Zawinul’s own Zawinul Syndicate saw the same driving and energetic performances typified in Patriots right up until Zawinul’s death in September, 2007.

That’s the secret to music-making, and to great performances: passion, commitment and joy in performing.

(And to the members of the University Chamber Choir 2008-09, for whom I wrote a choral arrangement of Patriots: remember this ?! Happy days.)

Freaked out by Bowie

I’m going through a David Bowie phase in my car at the moment – in-car listening is a terrific way of exploring music – and am working through Changes, Black Tie, White Noise and Reality,

All was going well until three tracks into Black Tie,White Noise when Bowie started singing his cover version of Cream’s I Feel Free. I’ve not heard it before – and it was terrifying.

A 60’s super-group comprising guitarist Eric Clapton, bassist Jack Bruce and drummer Ginger Baker, Cream’s original version of I Feel Free has a manic, slightly trippy euphoria about it, a recklessly exuberant feel.

Bowie’s, however, has none of that: instead, there’s a brooding menace about his version: he sings in a very low register, the rhythmic feel is halved, such that it is much slower, there’s none of the jolly hand-clapping of the Cream original. All in all, it adds up to a very creepy rendition: I think it works, but I’m still not wholly sure, being slightly freaked out at hearing a song I’ve loved for years delivered in such a brooding and ominous fashion (once you get past the opening twenty seconds, that is…).

Combined with a slightly deranged guitar improvised chorus, it’s quite disturbing: shades of Buffalo Bill or the Jigsaw Man’s soundtrack inside their head as they stalk the pavements for their next victim.

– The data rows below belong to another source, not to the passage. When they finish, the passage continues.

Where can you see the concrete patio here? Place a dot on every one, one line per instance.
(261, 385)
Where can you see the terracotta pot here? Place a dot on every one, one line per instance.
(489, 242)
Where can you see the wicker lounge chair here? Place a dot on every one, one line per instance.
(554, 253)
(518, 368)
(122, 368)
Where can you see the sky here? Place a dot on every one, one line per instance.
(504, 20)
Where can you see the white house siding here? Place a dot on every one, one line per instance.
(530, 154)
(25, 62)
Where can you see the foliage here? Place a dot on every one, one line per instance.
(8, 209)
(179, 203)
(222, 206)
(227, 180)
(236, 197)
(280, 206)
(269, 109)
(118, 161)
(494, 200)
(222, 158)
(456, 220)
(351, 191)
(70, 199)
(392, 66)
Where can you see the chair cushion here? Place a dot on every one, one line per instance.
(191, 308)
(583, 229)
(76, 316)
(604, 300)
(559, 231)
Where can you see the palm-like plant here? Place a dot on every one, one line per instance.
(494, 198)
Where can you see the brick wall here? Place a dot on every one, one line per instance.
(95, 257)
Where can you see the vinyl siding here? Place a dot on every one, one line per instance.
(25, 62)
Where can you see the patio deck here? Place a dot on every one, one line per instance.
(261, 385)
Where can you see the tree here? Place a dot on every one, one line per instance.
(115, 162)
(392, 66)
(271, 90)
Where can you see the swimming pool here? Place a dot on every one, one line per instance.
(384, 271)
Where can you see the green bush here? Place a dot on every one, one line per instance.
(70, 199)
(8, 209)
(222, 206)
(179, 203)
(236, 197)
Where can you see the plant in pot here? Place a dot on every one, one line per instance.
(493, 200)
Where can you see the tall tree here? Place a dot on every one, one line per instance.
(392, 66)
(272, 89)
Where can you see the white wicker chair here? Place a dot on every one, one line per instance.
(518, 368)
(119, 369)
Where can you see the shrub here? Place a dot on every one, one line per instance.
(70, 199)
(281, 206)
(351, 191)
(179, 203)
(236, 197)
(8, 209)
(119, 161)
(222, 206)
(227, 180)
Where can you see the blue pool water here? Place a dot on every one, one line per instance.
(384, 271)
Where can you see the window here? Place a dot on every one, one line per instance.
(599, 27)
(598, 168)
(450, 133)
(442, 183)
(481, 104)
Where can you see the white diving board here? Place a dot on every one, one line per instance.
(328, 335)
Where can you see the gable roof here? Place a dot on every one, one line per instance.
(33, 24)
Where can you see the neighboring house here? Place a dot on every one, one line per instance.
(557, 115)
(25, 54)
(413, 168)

Compare them for yourself, and let me know what you think. If you dare…

Turkish Delight: Satie vs Mozart

1913 was a year of destruction: it saw the beginning of the First World War, and the première of Stravinsky’s Rite of Spring which smashed the homogeny of the orchestra, as well as principles of rhythm and harmony.

Erik Satie
The Master of Arcueil: Erik Satie

But it also witnessed annihilation on a smaller scale: Erik Satie, the master of Arcueil, took on Mozart and destroyed him. Satie turned his satiricial eye on Mozart’s famous Rondo alla turca in his set of three piano pieces forming the Croquis et agaceries d’un gros bonhomme en bois.

Satie’s exaggerated parody in the first of these, his Tyroliene Turque, skewers Mozart harmonically, rhythmically, and structurally.

Satie has introduced strange dissonances into Mozart’s harmonies, and altered the time-signature from Mozart’s original 2/4 to a rhythmic feel of three beats in a bar (although, by this stage, Satie had long abandoned anything so traditional as time-signatures and bar-lines, so the score has neither). The right-hand octaves in Mozart’s piece have been split by Satie, such that the melody is distended further by having each note repeated an octave higher.

And then: the music returns to the opening ostinato, which seems to be in G major, but with a prominent flattened seventh on the third beat of each repetition suggesting that the music may move to C major – which, being Satie, of course it does not. These repeating, endless patterns, implying harmonic motion on the one hand whilst denying it on the other, are typical of Satie: ” listen, I’m going to modulate: oh, wait, no I’m not!”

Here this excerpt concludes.